Darin Ciccotelli

Darin Ciccotelli

Photo courtesy of Darin Ciccotelli

Bio

Darin Ciccotelli was born in southern New Jersey and has lived in Indiana, Florida, Texas and, most recently, Long Beach, California. He received his MFA from the Michener Center for Writers (at the University of Texas) and his PhD from the University of Houston.

His poems have appeared in Conjunctions, Crazyhorse, Denver Quarterly, Fence, Hayden’s Ferry Review, Kenyon Review, Subtropics, and ZYZZYVA. In 2013, Brenda Shaughnessy selected his poem “Superpower” for the Best New Poets anthology.
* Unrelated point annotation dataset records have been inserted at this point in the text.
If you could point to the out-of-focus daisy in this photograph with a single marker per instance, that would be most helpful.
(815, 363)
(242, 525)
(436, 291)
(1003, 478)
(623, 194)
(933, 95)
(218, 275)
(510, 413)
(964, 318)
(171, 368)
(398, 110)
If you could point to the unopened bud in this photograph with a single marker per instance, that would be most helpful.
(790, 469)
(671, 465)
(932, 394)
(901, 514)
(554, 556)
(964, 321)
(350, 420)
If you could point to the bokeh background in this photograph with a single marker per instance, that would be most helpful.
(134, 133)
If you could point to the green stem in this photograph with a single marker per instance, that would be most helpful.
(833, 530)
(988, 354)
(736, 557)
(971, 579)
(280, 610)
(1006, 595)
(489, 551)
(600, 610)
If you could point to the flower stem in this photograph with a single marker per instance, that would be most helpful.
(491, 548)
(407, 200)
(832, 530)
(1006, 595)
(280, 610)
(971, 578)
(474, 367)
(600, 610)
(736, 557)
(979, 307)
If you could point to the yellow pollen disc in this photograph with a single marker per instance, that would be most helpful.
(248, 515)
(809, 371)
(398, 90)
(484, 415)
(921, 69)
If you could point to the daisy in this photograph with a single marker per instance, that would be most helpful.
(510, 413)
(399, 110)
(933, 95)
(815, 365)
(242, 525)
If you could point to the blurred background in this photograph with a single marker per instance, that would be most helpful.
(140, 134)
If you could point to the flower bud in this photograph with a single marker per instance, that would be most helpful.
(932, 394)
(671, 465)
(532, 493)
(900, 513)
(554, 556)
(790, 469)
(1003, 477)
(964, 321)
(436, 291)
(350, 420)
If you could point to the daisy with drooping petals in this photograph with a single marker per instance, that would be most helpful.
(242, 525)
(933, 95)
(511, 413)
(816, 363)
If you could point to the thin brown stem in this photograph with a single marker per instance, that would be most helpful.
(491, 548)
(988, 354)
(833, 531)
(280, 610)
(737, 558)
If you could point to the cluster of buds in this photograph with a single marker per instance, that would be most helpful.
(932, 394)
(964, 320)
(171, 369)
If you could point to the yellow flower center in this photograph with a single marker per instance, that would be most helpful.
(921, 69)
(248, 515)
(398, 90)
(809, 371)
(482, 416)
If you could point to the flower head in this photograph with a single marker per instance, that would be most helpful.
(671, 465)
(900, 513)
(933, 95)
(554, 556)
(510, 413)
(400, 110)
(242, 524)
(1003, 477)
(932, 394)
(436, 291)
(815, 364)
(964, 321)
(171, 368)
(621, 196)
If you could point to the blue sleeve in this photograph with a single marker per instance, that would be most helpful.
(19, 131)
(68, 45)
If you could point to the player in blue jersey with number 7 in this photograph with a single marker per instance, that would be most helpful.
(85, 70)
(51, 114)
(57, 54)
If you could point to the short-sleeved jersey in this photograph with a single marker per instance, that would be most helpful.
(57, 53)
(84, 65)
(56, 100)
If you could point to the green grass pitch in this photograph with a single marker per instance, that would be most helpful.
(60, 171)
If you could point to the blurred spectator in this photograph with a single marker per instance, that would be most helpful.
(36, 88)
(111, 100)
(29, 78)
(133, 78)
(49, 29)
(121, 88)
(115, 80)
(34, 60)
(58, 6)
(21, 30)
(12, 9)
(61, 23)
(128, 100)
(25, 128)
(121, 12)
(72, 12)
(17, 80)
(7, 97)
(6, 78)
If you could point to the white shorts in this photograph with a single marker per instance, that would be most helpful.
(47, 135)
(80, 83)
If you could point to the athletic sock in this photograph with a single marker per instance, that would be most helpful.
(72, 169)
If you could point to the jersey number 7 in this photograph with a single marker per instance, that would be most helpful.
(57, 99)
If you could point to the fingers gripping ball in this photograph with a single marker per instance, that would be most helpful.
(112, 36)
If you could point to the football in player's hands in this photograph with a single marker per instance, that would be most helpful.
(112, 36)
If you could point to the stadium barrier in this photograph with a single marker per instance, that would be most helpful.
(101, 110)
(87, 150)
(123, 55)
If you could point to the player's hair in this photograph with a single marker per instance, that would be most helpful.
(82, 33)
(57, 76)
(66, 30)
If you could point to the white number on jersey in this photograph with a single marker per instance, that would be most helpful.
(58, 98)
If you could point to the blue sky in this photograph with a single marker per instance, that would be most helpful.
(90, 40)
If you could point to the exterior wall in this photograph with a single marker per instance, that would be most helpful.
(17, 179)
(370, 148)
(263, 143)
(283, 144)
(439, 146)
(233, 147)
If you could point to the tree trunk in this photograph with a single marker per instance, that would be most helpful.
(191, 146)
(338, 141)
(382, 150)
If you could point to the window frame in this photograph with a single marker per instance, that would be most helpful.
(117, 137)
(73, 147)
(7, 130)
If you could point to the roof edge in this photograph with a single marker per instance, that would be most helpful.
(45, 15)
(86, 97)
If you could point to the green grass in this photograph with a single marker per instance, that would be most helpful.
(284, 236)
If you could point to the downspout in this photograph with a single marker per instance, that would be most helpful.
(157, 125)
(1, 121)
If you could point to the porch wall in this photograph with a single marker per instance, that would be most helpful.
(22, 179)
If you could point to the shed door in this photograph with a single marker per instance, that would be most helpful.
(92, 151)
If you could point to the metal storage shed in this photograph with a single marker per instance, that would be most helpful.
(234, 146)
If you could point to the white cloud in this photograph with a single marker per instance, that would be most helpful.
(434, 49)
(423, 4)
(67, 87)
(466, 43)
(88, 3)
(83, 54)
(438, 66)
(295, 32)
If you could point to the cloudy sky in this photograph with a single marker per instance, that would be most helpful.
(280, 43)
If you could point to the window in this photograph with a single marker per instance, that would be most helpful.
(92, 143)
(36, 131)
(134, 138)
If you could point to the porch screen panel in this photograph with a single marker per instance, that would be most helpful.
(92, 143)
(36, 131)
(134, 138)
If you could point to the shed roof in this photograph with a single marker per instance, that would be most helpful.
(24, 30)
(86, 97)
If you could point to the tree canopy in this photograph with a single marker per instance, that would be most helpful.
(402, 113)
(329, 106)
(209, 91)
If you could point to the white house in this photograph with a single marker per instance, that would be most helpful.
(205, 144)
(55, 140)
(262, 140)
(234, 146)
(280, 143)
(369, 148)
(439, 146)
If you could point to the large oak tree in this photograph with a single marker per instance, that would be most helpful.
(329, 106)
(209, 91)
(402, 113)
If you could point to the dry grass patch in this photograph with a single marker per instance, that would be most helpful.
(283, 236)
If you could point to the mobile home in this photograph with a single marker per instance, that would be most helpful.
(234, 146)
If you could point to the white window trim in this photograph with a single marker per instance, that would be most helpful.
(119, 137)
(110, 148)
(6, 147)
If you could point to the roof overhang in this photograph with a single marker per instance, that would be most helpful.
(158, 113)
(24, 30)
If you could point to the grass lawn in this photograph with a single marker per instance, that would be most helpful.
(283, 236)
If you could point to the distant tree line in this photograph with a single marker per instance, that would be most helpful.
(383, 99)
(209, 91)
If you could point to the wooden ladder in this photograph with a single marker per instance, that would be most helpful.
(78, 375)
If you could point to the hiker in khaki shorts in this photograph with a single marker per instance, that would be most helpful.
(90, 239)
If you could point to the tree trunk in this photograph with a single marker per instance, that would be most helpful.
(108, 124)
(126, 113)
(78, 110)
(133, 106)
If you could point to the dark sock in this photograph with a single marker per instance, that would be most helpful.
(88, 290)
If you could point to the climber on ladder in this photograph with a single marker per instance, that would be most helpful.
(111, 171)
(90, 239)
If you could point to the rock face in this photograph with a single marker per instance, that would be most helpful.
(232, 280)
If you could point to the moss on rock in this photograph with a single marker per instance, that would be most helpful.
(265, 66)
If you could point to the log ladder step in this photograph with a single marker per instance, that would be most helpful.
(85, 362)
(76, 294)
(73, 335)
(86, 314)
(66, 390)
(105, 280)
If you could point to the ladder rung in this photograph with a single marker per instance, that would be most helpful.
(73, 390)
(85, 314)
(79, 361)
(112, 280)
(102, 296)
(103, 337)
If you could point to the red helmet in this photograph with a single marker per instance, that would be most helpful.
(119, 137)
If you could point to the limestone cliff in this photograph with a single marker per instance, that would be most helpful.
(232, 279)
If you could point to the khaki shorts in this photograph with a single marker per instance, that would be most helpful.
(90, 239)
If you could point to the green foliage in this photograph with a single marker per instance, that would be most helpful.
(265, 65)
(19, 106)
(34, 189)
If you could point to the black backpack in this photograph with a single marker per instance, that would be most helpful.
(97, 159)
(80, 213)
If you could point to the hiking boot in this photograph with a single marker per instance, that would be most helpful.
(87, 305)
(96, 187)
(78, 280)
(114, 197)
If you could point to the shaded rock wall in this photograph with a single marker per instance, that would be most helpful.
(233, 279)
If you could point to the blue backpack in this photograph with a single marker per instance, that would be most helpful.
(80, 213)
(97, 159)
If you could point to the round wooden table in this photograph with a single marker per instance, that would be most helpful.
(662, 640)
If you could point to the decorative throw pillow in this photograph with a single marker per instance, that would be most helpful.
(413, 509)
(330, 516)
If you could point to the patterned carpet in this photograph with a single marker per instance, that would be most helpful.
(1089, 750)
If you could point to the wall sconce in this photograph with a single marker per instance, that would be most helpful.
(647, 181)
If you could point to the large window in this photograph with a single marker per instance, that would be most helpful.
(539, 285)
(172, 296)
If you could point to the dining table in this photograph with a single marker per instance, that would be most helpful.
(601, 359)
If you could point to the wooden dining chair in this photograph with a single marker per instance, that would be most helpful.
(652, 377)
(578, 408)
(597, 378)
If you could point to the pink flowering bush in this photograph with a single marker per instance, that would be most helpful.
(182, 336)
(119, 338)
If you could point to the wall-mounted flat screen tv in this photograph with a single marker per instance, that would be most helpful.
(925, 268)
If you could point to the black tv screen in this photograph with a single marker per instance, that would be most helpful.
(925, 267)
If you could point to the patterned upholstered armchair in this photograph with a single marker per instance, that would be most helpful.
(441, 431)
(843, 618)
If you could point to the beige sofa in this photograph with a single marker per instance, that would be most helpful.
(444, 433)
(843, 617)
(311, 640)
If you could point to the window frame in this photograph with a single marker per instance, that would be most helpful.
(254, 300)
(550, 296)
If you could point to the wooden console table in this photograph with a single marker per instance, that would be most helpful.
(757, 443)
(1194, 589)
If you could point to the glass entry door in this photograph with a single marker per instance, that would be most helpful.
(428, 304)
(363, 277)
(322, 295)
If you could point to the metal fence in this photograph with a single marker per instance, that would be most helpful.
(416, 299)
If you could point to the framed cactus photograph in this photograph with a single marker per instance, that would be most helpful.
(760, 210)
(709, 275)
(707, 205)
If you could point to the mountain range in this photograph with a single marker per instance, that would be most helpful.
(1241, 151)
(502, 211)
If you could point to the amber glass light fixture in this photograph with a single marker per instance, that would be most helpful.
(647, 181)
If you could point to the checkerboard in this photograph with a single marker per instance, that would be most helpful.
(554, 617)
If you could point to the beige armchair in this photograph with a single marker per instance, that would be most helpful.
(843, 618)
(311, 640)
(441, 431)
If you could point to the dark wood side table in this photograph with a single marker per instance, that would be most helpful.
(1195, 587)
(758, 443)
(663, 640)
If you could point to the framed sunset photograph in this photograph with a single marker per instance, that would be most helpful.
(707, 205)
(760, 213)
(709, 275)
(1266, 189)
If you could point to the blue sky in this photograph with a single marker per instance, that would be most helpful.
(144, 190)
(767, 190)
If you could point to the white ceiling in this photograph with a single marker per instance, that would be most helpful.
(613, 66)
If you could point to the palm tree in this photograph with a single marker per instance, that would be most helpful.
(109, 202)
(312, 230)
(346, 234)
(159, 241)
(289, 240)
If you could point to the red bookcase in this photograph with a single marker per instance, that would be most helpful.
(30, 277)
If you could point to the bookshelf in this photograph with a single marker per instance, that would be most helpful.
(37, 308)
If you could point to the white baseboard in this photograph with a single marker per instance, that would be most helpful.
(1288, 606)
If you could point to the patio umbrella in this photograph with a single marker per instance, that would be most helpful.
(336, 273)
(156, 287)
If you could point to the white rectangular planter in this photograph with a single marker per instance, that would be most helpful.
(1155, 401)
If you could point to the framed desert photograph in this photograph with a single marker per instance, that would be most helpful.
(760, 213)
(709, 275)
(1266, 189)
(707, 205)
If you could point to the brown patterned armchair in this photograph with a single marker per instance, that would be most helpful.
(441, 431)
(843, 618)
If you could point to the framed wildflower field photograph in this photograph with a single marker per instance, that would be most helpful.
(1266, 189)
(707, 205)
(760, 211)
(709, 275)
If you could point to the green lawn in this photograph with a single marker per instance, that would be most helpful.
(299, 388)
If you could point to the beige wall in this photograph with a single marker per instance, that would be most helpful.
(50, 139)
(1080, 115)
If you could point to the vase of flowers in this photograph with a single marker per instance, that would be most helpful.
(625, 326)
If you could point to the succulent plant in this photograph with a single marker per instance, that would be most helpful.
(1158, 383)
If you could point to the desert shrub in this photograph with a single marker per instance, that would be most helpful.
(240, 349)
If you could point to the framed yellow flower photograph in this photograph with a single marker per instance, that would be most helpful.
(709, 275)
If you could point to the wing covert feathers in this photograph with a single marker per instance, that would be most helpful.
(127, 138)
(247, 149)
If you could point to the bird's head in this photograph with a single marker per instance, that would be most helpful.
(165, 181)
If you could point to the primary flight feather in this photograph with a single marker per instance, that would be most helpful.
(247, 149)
His first poetry manuscript, A Number of Dead Birds in Our Neighborhood, and for No Apparent Reason has been a finalist for several contests, including, most recently, the New Issues Prize in Poetry.

He currently teaches at Soka University of America and helps to edit the Journal of Creative Writing Studies.

Author's Statement

Somewhere within the last seven years, I started to feel more like a professional teacher than a writer. I don’t mean to denigrate teaching at all. Moving to Southern California and starting a job at our small liberal arts college invigorated me—and continues to invigorate me—in ways I hadn’t imagined. But along the way, while I kept soldering together little poems, who I was as a writer and what I was trying to accomplish got lost.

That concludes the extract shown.